Solution:
Let the mass of the uniform solid cylinder be \(M\), radius be \(r\), and length be \(l\).
We are given that the moment of inertia about the axis of the cylinder is \( \dfrac{1}{n} \) times its moment of inertia about an axis passing through its midpoint and perpendicular to its length.

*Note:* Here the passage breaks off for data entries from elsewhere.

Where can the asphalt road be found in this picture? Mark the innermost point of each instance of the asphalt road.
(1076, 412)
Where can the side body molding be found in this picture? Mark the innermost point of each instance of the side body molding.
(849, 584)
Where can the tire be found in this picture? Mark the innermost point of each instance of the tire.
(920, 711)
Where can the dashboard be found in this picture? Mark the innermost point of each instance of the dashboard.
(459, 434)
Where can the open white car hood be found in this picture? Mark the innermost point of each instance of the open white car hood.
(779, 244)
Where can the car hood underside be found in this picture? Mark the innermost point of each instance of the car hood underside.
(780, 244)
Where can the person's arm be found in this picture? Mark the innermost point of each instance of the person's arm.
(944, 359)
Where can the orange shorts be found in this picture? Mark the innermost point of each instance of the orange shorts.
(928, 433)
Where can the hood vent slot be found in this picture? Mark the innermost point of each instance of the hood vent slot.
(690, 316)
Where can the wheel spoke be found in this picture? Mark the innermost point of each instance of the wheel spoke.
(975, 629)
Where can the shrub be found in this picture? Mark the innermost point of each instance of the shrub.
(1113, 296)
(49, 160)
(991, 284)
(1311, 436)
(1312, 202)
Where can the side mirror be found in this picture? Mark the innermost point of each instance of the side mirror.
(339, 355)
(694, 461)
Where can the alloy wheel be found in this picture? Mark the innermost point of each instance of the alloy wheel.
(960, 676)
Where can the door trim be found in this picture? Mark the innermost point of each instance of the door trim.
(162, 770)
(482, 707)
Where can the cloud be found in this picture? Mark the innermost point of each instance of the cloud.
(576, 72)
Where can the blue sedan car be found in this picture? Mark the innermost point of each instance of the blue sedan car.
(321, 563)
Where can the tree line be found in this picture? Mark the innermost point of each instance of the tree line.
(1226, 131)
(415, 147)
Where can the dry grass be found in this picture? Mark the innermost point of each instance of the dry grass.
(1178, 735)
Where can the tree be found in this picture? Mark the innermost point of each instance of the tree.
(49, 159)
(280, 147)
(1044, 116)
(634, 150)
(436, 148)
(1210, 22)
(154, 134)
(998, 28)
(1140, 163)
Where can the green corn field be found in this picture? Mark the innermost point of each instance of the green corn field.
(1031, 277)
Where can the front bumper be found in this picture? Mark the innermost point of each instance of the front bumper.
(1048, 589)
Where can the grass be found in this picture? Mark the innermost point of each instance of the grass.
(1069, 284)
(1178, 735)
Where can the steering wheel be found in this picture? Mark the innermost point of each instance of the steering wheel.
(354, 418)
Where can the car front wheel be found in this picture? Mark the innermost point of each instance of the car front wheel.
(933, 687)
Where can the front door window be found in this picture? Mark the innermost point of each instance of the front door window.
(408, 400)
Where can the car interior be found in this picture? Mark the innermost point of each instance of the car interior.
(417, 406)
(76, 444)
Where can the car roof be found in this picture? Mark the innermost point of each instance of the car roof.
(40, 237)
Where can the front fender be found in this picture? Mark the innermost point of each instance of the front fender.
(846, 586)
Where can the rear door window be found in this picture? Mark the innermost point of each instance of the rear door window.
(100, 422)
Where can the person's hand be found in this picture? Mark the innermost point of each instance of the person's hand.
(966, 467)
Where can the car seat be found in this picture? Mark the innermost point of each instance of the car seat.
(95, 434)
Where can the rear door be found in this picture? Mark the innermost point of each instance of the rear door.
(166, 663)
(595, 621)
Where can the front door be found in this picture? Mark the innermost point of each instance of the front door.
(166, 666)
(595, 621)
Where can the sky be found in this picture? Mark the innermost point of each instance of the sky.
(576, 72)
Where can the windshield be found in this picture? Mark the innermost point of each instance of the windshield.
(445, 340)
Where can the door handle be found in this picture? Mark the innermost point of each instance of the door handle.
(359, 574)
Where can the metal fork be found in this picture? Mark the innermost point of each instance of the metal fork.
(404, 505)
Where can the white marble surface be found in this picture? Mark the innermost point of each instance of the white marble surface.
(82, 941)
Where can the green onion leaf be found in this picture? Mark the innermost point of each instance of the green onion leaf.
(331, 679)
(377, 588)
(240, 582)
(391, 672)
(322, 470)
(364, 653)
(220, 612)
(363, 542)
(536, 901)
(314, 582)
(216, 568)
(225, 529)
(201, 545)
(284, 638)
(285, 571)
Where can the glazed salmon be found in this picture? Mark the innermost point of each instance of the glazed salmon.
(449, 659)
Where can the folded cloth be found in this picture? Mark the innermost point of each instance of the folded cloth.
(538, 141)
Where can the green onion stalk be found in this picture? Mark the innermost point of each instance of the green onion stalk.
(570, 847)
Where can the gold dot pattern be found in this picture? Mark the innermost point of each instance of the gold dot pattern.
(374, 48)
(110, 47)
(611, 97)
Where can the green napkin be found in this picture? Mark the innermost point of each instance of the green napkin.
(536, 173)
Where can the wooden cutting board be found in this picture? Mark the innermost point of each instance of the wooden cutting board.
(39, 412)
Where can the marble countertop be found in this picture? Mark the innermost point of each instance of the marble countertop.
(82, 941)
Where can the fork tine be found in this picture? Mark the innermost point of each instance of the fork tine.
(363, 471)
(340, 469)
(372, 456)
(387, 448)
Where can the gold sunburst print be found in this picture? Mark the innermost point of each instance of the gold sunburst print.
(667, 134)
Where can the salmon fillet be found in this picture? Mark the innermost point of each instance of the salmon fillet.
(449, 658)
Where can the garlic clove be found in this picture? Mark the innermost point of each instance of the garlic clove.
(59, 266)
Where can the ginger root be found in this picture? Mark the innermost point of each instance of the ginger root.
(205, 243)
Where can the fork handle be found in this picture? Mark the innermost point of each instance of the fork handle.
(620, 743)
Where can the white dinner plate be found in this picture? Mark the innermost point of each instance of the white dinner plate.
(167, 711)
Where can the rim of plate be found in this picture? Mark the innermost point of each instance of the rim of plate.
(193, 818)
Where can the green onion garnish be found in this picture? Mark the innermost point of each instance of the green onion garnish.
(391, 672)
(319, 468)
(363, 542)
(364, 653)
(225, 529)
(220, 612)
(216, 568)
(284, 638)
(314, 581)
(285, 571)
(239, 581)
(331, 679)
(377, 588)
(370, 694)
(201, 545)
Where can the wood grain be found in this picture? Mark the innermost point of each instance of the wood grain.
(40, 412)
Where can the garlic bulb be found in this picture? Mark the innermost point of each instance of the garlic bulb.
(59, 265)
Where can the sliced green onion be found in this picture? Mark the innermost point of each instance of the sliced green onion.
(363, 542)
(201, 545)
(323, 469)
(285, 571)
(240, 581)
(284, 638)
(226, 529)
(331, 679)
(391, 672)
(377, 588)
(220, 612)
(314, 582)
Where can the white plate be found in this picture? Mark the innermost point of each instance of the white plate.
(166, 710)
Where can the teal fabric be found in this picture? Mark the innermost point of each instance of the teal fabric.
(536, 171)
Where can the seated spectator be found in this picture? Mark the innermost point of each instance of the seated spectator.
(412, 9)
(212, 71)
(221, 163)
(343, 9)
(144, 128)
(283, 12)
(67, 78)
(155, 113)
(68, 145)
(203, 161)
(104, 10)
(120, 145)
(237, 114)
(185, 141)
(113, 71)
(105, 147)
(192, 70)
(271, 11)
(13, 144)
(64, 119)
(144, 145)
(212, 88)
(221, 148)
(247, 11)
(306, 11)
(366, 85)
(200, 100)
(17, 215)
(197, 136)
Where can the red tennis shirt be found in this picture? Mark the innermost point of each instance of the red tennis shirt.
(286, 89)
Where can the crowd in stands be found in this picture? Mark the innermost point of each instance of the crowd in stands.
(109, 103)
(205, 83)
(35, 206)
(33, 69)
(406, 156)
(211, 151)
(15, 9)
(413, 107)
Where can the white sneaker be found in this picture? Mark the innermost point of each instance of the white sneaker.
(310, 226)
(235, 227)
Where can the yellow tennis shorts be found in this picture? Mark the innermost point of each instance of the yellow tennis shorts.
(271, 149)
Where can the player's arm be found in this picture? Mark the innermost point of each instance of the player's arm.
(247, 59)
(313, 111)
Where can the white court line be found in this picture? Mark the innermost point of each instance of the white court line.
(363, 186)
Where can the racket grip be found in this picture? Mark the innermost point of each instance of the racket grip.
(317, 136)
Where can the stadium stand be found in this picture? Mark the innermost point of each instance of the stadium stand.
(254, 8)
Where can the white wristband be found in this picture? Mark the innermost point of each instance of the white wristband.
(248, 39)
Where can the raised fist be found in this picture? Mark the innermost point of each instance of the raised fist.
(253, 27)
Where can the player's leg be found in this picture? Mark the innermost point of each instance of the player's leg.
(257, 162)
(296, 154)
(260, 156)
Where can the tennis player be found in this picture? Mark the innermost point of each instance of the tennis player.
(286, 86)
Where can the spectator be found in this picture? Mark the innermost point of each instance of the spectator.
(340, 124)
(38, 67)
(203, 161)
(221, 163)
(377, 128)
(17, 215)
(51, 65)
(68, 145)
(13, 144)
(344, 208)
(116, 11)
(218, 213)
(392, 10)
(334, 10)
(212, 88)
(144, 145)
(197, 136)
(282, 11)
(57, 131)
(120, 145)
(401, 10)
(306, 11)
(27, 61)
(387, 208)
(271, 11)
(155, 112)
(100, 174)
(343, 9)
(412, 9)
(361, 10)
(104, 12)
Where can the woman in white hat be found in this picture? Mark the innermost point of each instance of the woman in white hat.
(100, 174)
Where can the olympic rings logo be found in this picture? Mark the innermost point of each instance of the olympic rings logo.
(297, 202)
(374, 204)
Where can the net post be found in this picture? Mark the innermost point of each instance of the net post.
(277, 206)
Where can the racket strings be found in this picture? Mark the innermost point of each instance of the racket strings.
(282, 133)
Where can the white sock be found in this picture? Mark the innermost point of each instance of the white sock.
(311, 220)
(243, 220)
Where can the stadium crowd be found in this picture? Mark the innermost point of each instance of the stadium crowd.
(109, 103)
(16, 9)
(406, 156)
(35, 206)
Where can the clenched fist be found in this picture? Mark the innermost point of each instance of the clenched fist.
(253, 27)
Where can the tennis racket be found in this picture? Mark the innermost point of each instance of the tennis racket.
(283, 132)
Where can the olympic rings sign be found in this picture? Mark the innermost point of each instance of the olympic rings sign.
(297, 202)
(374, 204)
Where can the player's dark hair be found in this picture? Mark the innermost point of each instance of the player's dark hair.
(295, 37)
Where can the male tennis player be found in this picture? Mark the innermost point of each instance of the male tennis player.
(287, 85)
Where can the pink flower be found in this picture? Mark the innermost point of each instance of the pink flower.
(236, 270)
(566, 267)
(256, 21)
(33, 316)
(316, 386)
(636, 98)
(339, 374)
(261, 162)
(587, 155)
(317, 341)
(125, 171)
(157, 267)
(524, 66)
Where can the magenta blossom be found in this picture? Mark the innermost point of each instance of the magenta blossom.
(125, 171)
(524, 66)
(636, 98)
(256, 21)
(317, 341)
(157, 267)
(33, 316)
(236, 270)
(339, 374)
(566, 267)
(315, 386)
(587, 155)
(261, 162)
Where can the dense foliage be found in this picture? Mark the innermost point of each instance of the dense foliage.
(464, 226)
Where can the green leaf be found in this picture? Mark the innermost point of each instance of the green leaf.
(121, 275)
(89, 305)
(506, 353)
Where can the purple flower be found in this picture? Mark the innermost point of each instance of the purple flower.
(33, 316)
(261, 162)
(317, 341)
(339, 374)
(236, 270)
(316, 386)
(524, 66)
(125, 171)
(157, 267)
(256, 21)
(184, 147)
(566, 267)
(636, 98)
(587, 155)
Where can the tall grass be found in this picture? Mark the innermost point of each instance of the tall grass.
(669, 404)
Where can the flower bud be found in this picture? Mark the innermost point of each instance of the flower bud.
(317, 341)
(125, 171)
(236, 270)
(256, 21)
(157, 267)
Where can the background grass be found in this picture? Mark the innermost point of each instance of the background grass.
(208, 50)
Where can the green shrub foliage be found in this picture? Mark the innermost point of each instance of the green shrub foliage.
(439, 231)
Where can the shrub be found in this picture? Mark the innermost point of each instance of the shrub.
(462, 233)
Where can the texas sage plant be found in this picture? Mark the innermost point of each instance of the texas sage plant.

Step 1: Write both moments of inertia
Moment of inertia of a solid cylinder about its own axis is:
\[ I_1=\frac{1}{2}Mr^2 \] Moment of inertia about an axis through its center and perpendicular to its length is:
\[ I_2=\frac{1}{12}M(3r^2+l^2) \]
Step 2: Use the given condition
According to the question,
\[ I_1=\frac{1}{n}I_2 \] Substituting the values:
\[ \frac{1}{2}Mr^2=\frac{1}{n}\cdot \frac{1}{12}M(3r^2+l^2) \]
Step 3: Simplify the equation
Multiply both sides by \(12n\):
\[ 12n\cdot \frac{1}{2}Mr^2 = M(3r^2+l^2) \] \[ 6nMr^2 = M(3r^2+l^2) \] Cancel \(M\):
\[ 6nr^2 = 3r^2 + l^2 \] \[ l^2 = 6nr^2 - 3r^2 \] \[ l^2 = 3(2n-1)r^2 \]
Step 4: Find the ratio \( \dfrac{l}{r} \)
\[ \frac{l}{r}=\sqrt{3(2n-1)} \] \[ \frac{l}{r}=\sqrt{6n-3} \]
So, the ratio of length to radius is:
\[ \boxed{\sqrt{3(2n-1)}} \]